After reading the fact sheets and information provided by the FDA on the FSMA, I am confident there will be an umbrella under which aquaponics will be allowed. The unfounded fears about the end of small farms that I have seen expressed in blogs and editorials are just that, unfounded. I do agree that the FSMA is far reaching and a big government path that is very invasive and costly for all of us. But, I do not anticipate that it will hamper the growth or incredible potential of aquaponic food production and controlled environment agriculture.
Outdoor aquaponic farms and low-tech aquaponic farms that do not practice bio-security or food safety protocol could be at risk, however.
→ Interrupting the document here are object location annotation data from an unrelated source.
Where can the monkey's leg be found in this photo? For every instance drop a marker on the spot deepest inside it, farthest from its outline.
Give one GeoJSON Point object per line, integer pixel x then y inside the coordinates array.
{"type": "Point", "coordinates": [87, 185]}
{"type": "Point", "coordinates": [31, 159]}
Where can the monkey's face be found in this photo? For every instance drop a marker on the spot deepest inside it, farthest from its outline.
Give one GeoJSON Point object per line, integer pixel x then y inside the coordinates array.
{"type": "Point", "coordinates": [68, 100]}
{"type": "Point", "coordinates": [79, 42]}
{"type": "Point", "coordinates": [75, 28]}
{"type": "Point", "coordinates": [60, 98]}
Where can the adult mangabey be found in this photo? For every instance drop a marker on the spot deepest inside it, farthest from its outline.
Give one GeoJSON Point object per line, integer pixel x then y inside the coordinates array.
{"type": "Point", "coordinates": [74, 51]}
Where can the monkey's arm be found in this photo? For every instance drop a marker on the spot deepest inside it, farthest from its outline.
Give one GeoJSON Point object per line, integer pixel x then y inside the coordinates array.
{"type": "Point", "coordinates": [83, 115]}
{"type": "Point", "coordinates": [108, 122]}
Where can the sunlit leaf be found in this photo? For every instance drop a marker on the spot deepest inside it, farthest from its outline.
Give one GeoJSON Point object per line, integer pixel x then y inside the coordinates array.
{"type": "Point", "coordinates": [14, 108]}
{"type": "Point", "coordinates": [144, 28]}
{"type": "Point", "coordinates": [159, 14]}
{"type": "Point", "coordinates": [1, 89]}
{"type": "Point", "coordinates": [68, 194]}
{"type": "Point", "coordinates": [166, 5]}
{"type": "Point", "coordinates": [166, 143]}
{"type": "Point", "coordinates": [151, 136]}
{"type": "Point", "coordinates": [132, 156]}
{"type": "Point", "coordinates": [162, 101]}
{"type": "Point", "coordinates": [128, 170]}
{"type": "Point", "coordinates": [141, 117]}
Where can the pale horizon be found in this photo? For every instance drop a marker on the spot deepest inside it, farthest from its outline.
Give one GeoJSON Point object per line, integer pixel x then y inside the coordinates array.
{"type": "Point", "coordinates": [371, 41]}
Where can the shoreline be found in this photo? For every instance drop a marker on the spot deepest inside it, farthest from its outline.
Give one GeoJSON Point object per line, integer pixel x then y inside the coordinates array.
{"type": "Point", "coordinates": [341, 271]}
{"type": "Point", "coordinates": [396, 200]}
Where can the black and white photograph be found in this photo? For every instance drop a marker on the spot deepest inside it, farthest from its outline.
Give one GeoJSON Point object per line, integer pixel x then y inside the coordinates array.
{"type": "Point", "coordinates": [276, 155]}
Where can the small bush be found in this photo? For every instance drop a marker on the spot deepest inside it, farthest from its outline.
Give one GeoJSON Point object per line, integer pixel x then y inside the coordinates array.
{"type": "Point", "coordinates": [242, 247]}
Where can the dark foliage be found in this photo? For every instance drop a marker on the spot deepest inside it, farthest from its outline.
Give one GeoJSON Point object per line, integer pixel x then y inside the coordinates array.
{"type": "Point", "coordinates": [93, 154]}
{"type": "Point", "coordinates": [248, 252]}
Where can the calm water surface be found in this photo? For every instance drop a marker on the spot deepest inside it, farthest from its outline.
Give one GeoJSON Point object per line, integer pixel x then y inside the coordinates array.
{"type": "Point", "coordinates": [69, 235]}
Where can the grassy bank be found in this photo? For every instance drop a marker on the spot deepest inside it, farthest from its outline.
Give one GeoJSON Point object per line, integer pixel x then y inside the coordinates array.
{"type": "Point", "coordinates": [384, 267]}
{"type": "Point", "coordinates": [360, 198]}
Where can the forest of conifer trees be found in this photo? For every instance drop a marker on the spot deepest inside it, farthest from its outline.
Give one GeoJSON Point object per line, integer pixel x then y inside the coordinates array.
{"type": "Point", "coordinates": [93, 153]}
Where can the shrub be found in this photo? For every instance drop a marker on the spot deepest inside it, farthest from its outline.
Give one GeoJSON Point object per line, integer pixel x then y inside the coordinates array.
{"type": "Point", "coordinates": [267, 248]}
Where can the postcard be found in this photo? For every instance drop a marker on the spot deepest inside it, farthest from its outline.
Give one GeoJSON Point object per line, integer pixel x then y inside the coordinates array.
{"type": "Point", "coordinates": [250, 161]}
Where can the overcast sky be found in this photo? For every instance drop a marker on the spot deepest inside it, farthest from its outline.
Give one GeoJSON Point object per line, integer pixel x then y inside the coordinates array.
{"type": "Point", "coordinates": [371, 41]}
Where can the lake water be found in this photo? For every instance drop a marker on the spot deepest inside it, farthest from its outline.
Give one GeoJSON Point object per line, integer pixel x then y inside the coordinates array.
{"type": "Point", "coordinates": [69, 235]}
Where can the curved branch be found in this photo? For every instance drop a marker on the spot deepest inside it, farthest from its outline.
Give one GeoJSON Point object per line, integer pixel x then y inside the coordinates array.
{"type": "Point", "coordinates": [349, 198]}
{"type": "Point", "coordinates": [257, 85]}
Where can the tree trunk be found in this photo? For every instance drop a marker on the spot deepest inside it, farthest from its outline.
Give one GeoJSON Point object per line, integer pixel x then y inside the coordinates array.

The other area of discussion of the FSMA and aquaponic farms is the increased level of inspection and documentation that might be required. As it stands now, there are small-farm exemptions and partial exemptions, based on size. The basic premise is that any farm that grosses less than $25,000/year (for the past three years) is exempt and any farm that grosses less than $500,000/year will be partially exempt. Many aquaponic farms are relatively small compared to other food producers that these rules apply to, and will therefore be less affected by the FSMA. And, if you are a conscientious grower following a GAP plan, practicing food safety protocol and product tracing and documenting this, it is likely that you are already on your way to meeting some of the requirements of the FSMA.
Keep in mind, though, that this bill and its definitions are still in flux. All information is available at: http://www.fda.gov/Food/GuidanceRegulation/FSMA/default.htm
The fact sheet related to farming produce can be found here:
Stay informed and if you want to know how the FSMA will affect you, read these documents rather than opinions, including mine.